Finding the products AB and BA for diagonal matrices is a straightforward process. The key takeaway is that while matrix multiplication is generally not commutative, diagonal matrices provide an exception in some cases. This understanding is crucial for various applications in linear algebra and beyond.

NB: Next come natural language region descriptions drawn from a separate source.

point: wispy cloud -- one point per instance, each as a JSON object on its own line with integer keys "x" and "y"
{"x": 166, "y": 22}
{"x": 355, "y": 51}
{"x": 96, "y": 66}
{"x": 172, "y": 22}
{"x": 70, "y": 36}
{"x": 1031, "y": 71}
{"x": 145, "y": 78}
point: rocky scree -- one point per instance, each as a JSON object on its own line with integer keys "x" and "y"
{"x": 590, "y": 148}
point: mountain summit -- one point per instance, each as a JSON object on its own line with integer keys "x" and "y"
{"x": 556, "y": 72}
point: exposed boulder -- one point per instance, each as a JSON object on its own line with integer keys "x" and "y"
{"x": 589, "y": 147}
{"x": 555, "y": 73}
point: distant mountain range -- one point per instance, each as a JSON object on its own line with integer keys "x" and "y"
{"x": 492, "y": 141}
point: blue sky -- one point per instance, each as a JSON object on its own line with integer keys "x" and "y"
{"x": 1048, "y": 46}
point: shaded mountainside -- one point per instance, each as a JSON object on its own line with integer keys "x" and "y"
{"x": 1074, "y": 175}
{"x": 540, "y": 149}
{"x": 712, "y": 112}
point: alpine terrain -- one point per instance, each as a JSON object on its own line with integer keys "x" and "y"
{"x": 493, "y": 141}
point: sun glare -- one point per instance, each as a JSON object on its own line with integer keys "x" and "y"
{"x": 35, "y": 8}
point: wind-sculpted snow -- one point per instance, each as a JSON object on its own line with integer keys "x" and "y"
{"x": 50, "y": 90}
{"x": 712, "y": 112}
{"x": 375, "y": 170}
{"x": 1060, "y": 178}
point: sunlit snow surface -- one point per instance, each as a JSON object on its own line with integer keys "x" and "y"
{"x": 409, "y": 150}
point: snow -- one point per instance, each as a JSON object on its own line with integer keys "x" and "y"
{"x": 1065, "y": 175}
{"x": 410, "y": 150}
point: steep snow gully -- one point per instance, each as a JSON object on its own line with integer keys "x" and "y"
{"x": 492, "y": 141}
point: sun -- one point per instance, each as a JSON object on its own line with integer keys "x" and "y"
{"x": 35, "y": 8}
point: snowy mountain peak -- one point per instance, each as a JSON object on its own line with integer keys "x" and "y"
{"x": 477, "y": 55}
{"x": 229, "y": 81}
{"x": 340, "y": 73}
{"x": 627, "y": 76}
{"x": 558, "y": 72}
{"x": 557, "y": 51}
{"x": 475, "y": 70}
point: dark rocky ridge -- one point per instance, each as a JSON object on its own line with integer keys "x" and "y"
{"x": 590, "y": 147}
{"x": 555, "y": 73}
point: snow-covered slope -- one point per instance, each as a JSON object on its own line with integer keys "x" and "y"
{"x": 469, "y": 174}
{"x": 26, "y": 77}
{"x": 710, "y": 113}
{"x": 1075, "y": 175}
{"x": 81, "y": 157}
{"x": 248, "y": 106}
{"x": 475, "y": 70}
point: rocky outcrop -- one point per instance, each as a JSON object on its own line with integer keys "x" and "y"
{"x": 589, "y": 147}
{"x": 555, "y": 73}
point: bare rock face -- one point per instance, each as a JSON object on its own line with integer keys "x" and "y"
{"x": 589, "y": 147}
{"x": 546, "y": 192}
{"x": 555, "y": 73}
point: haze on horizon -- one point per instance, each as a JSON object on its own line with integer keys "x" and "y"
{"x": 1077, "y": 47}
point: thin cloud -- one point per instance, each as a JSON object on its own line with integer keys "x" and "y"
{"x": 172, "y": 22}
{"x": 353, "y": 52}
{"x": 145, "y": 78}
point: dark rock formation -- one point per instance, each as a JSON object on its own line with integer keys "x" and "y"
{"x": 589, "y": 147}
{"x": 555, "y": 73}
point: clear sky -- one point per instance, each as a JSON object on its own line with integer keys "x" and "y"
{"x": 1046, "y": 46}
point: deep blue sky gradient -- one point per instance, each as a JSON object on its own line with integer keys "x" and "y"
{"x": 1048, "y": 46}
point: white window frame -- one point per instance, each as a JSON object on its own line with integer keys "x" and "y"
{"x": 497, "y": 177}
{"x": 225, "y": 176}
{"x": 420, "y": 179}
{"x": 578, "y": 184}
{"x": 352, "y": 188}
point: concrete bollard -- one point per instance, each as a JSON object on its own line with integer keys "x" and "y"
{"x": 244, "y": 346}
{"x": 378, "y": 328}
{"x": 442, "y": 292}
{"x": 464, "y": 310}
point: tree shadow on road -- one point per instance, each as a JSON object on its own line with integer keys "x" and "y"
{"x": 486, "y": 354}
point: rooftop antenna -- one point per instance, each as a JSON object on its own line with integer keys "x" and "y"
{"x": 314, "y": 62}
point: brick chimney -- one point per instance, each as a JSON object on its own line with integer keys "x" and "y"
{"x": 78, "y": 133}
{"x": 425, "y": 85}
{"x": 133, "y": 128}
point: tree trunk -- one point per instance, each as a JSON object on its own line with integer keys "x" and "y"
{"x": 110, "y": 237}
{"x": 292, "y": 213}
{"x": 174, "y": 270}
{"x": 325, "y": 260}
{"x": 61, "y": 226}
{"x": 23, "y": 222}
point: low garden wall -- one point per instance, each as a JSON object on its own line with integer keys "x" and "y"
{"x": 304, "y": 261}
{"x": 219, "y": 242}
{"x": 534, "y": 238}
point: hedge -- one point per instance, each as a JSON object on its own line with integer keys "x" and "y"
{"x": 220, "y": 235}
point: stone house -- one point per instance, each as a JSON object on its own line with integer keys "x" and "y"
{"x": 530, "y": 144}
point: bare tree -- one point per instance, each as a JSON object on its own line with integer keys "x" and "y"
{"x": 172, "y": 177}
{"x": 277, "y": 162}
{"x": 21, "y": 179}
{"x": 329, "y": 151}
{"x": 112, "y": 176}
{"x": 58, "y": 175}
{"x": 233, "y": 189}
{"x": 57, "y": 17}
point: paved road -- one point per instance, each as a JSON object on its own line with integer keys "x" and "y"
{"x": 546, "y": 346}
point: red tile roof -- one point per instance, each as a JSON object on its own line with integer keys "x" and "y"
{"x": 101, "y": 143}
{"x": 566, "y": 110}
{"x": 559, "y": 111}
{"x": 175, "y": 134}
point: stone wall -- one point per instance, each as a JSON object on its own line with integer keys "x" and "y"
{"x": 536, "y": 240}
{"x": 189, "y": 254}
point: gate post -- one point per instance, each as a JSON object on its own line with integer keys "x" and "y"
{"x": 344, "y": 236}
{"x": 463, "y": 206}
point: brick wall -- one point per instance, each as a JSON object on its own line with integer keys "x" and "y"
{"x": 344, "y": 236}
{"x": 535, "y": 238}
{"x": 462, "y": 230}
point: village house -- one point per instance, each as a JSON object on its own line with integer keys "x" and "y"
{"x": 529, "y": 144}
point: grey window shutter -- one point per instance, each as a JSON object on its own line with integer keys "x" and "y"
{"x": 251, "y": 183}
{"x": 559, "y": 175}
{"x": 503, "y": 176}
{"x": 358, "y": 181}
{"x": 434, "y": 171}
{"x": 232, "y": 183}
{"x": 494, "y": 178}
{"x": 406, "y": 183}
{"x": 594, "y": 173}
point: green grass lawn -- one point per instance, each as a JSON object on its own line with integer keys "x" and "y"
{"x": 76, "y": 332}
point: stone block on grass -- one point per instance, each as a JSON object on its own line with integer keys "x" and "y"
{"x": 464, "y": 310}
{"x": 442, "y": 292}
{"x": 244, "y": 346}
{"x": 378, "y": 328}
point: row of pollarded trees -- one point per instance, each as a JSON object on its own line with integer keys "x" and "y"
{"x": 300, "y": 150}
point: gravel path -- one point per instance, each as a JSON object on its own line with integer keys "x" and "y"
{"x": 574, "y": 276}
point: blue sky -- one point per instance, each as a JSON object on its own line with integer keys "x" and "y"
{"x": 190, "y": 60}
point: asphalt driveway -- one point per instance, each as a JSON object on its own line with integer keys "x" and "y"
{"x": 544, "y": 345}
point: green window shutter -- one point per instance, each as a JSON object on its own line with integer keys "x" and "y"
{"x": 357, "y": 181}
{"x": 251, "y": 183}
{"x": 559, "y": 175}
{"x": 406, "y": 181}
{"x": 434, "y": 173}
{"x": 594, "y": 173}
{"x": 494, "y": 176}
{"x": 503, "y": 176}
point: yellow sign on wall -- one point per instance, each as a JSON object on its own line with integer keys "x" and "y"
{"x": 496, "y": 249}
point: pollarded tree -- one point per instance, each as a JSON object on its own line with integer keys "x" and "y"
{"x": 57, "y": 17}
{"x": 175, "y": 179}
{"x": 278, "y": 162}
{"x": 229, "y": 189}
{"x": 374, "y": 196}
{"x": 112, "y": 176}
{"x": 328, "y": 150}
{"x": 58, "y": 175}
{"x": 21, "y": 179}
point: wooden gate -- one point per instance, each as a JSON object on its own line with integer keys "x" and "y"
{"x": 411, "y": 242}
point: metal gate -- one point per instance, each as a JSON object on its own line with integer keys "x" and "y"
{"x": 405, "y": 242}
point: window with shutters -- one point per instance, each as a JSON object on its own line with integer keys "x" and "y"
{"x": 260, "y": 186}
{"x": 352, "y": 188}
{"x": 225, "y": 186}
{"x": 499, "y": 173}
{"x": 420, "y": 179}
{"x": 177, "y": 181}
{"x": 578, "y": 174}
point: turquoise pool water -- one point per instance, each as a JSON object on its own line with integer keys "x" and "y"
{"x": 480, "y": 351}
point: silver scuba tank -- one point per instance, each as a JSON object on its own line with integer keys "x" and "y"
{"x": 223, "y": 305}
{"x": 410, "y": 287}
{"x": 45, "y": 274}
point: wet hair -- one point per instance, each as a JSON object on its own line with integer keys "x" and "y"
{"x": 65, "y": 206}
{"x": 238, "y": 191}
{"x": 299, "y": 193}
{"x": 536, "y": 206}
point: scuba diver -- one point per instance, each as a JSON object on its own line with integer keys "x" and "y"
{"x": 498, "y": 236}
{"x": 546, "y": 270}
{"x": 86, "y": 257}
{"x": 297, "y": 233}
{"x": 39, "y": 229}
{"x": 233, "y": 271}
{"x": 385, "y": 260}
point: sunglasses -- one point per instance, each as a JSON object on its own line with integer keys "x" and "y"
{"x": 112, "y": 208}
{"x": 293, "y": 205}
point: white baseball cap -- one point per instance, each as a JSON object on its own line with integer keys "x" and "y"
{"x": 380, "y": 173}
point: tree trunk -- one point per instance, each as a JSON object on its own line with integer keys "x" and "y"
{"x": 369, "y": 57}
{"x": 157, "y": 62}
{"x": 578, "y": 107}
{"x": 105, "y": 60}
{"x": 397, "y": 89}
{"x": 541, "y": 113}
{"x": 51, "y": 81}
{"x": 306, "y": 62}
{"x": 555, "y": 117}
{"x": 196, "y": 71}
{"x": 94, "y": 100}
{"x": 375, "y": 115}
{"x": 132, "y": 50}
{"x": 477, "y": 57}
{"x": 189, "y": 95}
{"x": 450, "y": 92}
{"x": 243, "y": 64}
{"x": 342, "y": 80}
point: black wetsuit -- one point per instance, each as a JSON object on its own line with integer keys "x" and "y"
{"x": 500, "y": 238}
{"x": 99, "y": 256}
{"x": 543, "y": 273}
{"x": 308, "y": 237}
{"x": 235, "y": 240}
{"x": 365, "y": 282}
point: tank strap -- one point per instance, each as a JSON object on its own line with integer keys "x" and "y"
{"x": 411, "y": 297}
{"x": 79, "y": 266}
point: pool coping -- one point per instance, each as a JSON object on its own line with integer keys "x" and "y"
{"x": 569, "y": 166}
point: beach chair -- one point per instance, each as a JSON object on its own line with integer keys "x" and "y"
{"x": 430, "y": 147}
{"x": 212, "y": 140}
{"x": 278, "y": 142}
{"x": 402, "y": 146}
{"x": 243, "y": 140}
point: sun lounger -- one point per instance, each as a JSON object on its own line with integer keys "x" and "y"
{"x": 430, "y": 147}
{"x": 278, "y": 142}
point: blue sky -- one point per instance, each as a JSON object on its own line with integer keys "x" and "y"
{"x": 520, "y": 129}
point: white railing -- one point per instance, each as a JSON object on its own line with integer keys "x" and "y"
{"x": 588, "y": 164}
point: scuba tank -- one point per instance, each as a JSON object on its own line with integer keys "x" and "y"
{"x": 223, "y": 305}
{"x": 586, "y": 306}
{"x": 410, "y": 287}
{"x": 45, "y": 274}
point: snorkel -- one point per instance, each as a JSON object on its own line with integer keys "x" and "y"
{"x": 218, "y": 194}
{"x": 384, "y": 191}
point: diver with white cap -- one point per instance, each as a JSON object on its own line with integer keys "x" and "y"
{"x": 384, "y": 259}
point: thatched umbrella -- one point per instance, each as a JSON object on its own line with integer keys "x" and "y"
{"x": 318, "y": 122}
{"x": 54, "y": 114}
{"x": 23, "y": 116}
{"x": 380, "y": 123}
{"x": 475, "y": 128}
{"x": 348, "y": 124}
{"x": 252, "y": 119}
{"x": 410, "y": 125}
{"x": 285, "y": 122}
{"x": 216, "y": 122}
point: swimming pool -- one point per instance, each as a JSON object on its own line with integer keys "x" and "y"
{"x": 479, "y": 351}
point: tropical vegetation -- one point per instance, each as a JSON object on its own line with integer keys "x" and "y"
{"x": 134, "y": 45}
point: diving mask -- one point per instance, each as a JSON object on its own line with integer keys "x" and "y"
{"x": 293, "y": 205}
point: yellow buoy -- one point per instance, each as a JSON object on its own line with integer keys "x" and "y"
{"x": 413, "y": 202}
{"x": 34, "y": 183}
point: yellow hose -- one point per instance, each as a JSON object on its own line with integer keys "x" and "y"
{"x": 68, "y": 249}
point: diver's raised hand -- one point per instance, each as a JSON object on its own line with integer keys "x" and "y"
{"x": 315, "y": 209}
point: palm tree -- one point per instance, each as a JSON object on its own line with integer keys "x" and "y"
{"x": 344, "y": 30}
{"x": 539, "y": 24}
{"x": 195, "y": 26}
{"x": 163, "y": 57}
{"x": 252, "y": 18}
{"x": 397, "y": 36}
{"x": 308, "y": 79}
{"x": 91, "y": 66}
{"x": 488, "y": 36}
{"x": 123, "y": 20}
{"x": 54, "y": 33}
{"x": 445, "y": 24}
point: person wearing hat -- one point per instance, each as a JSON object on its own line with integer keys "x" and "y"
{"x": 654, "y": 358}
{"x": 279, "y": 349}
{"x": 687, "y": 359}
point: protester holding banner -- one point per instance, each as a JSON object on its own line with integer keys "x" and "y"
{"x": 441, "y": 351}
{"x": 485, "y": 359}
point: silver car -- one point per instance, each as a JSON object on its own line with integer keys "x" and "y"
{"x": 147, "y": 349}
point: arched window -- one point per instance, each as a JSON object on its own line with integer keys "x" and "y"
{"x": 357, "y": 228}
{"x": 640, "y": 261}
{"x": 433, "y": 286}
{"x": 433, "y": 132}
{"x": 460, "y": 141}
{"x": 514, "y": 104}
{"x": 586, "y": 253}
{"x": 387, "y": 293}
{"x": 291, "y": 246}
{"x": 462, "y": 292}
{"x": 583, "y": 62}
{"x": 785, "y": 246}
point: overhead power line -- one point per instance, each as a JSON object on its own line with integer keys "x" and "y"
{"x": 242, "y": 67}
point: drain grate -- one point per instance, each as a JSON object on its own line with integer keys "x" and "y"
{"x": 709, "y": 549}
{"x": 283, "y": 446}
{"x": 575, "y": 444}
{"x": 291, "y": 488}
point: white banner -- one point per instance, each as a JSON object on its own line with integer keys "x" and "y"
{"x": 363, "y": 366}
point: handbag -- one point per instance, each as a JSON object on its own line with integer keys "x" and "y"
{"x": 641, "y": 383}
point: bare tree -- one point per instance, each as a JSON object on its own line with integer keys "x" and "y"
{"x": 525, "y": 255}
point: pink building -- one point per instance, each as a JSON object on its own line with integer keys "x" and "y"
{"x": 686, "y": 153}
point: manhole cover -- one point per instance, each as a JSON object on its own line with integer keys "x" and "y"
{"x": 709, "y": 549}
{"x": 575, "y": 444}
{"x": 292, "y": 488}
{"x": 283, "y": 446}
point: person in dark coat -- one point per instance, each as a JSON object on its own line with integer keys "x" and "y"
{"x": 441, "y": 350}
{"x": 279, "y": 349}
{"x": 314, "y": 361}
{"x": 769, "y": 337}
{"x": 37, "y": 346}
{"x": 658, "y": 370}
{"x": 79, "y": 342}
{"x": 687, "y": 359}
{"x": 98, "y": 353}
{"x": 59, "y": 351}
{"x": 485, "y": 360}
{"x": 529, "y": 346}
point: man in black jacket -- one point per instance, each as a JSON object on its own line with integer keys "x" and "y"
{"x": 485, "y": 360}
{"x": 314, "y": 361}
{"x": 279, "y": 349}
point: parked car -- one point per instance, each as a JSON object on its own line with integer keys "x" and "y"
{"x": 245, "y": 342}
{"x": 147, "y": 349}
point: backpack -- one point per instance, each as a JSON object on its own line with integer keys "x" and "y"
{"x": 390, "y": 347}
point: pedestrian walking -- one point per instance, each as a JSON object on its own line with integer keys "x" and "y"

Importance of Understanding Matrix Multiplication with Diagonal Matrices

Understanding matrix multiplication, particularly with diagonal matrices, is crucial for several reasons in mathematics, engineering, and computer science. Diagonal matrices appear frequently in various applications, including solving systems of linear equations, eigenvalue problems, and principal component analysis. The simplicity of multiplying diagonal matrices—only the diagonal elements are involved—makes them computationally efficient in large-scale calculations. For instance, in computer graphics, scaling transformations can be represented using diagonal matrices, and the efficiency of multiplying these matrices directly impacts the performance of graphics rendering. In control systems, diagonal matrices can represent decoupled systems, simplifying analysis and design. Moreover, the eigenvectors of a diagonalizable matrix form a basis that transforms the matrix into a diagonal matrix, a process used extensively in solving differential equations and analyzing stability in dynamical systems. Additionally, the eigenvalues, which are the diagonal elements of a diagonal matrix, provide critical information about the matrix's behavior, such as its invertibility and the stability of linear transformations it represents. In machine learning, diagonal matrices are used in covariance matrices for feature scaling and in regularization techniques. Therefore, mastering the properties and operations of diagonal matrices enhances problem-solving capabilities across various fields and lays a solid foundation for advanced topics in linear algebra and its applications. This thorough understanding allows for more efficient and insightful handling of complex mathematical and computational problems.